自転車と歩行者の事故は増加傾向にあり、10年前の1.5倍、中でも東京都内は全国の4割近くになっているそうです。

死傷事故の発生率は香川県と大阪府が2012年までの5年間、ワースト1、2を占め続けています(毎日新聞調査。2014年3月3日報道。3位以下は岡山、埼玉、群馬など)。

2012年に起きた事故は、大阪府では271件で対前年比7%増、交通事故全体に占める割合も2〜3割になっています。

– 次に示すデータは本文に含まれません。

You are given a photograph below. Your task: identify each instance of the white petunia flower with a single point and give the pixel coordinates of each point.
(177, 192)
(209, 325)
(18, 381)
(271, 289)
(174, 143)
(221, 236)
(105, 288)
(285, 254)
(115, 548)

昨年3月には大阪市阿倍野区の交差点で衝突事故が発生、58歳の歩行者女性が死亡するという痛ましい事件も発生しています。

京都府警は、2011年の12月から全国で初めてブレーキの未整備や酒酔い運転などの悪質運転に対し、警察官が発見次第すぐに交通切符(赤切符)を交付する方針を打ち出すと共に、信号無視、一時不停止、通行禁止違反、二人乗り、無灯火の5項目についても取締りを強化し、赤切符を複数回受けると厳しい処分もありうるという方針を公表しました。

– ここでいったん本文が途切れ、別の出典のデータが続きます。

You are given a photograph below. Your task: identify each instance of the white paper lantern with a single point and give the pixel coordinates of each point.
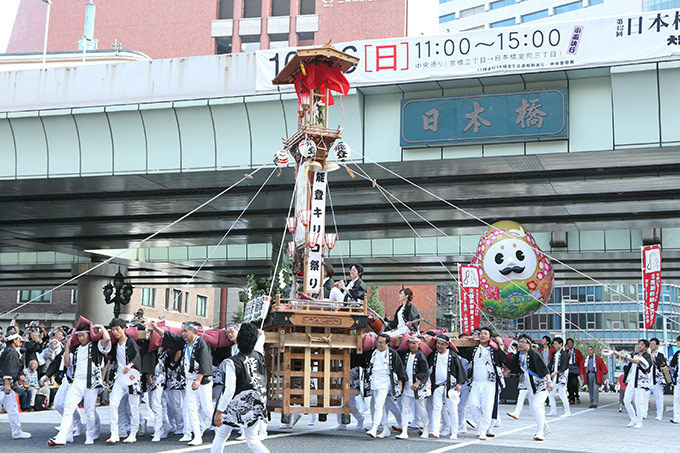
(342, 151)
(307, 148)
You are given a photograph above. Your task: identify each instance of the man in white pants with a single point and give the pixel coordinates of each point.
(536, 377)
(484, 362)
(87, 360)
(636, 375)
(126, 357)
(11, 368)
(558, 366)
(675, 364)
(243, 402)
(417, 387)
(446, 375)
(197, 363)
(383, 365)
(174, 393)
(658, 381)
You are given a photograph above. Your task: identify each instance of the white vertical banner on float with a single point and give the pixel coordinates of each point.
(301, 202)
(316, 234)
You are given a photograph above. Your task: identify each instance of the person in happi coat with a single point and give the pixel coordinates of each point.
(638, 382)
(86, 359)
(10, 369)
(416, 388)
(197, 365)
(558, 366)
(384, 377)
(484, 362)
(529, 365)
(447, 375)
(243, 403)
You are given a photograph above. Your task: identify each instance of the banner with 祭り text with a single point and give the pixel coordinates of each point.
(468, 288)
(577, 43)
(651, 282)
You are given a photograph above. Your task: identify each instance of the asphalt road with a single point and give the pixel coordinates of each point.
(592, 430)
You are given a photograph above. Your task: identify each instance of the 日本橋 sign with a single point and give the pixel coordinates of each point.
(521, 116)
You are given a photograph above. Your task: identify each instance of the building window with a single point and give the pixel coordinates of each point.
(201, 305)
(656, 5)
(535, 16)
(252, 8)
(176, 300)
(149, 297)
(568, 7)
(503, 23)
(38, 294)
(471, 11)
(307, 7)
(280, 7)
(501, 3)
(447, 18)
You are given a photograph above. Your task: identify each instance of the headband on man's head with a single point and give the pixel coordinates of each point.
(190, 325)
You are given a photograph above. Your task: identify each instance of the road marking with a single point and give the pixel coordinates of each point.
(513, 431)
(237, 442)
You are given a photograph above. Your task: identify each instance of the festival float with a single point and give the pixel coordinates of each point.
(310, 342)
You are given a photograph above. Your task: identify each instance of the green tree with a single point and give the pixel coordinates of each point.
(238, 315)
(374, 302)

自転車が普及している割には、利用者に対する体系的な教育や事故予防の啓発の機会がないことが問題とされています。

走行中に事故を起こした加害者に高額の賠償(例えば、2013年神戸地裁の判例では9500万円の支払い命令)が求める例が増加しており、自転車には、自動車損害賠償責任保険(自賠責)のような強制加入義務のある保険がないことから、補償内容を自転車事故に絞り込んだ自転車事故保険が損害保険各社から投入され始めています。保険料は、賠償額最大1億円の標準的契約で年6400円程度(三井住友海上火災保険)が平均的な相場のようです(2014年4月2日、日経)。